Effective social engineering attacks require finesse and intelligent strategies to optimize manipulation.  Victims, often busy with work tasks, do not expect to encounter such deception in their daily routine.  That is the point though.  Social engineering is designed to be unexpected, and consequently, it feeds off human psychology and vulnerabilities to maximize performance.

Ok.  So how do we outsmart the social engineer?  NEUROSCIENCE.

This week, Forbes Technology Council presented a post, written by author and CSO George Finney, entitled Using Neuroscience to Disrupt Social Engineering.  The article offers a fresh perspective on social engineering as it discusses the crime and its tactics of manipulation in terms of brain functions.  Finney draws upon the Triune Brain, a theory in neuroscience that was introduced in 1990 by Paul MacLean.  Finney explains that our brain is conceptualized into three distinctive parts: “The neocortex, which includes our ability to imagine, think, and learn; “The limbic system, which is accountable for emotions; and “the reptilian brain, which is responsible for instinctual actions.  The notion of Triune Brain implies that throughout evolution, as mammals developed and progressed, the brain followed suit, from root emotions to rational thinking.

“How does hacking work from a neurological perspective? Hackers function in their neocortex when they are conducting social engineering against a person. They have a plan and come up with lies when needed. And they are easily able to take advantage of victims who are busy going about their daily lives only using the reptilian portion of their brains for tasks that have become routine,” writes Finney.

Breaking routine is essential in cybersecurity training as employees – once proficient at their respective jobs – perform with ease, almost instinctively.  Work tasks become second-nature.  Raising awareness about information security requires that we move beyond the reptilian brain and engage the neocortex.  Ideally, employees step out of the instinctive mode of performance and move into a more analytical framework.  Less robotic, we start noticing the red flags that reveal suspicious activity and risks of cybercrime, according to Finney.  Also, by stimulating the neocortex, we challenge employees to question, think, and push boundaries.  Engaging signifies that we need to think along the lines of persons or learners, rather than the monolith known as staff.  Who are the individuals that make up your staff?  What are their roles, and what have they learned thus far?

Finney explains that repetitive loops are reinforced through incentives.  In other words, as cybersecurity facilitators, we need to understand the motivations that influence employees to take one action versus another in the course of their workday.  We must “understand the rewards that motivate people before offering incentives to change behavior,” writes Finney. “Sometimes you may be incentivizing the wrong thing, and this can lead to poor results, unintended consequences or both.”
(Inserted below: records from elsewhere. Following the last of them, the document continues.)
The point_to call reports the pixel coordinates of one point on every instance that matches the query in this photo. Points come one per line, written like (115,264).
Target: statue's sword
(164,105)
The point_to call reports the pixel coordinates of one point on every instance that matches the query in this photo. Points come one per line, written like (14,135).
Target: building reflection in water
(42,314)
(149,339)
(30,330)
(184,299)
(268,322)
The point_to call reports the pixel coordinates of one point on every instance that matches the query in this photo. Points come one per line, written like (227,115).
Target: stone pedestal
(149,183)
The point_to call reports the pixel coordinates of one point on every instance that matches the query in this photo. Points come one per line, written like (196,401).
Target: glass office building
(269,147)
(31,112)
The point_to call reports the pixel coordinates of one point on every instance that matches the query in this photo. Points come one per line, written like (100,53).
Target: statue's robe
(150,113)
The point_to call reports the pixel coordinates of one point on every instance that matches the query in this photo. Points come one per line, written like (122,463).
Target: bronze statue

The author also mentions the importance of mindfulness regarding information security whereby employees may choose to take notes about their work habits and provide a rationale fueling their choice-making.  Reflectiveness is particularly interesting in this case since it permits employees to understand their role as front-runners in information security prevention.  Mobilizing and engaging employees for cybersecurity means that we acknowledge their talent, and consequently, invest in their role as company ambassadors.  Raising information security shifts the focus from the cybercriminal to the employee whereby the worker takes on an empowering role in preventing cybercrime and directly contributes to the organization.  Employees are strong links in your business. 

Interconnecting the Show Suits, Neuroscience, and Information Security 

Indeed, the common thread linking these elements is social engineering.  The art of deception manifests itself in all three circles.  TV character Mike Ross is a social engineer that evidently uses his neocortex to perform his role as lawyer and strategize and uncover legal loopholes which lead to wins in court.  Likewise, social engineers in cybercrime navigate and challenge corporate security networks and tap into human sensibilities.  Their neocortex is very much at work.  If employees are simply carrying out tasks through habit and routine, without ever questioning their work, they become clear targets for social engineers.  In comparison, the moment businesses invest in raising information security awareness, they encourage employees to move beyond the routine and pay close attention to online behavior, information handling, and the use of mobile devices.

Outsmarting the social engineer essentially implies that information security experts are continuously in dialogue with employees, assessing and keeping track of best practices to ultimately anticipate the next move in cybercrime.  Outsmarting means being two steps ahead.  Through the right training program, effective rewards, and on-going reinforcement, businesses outsmart the social engineer.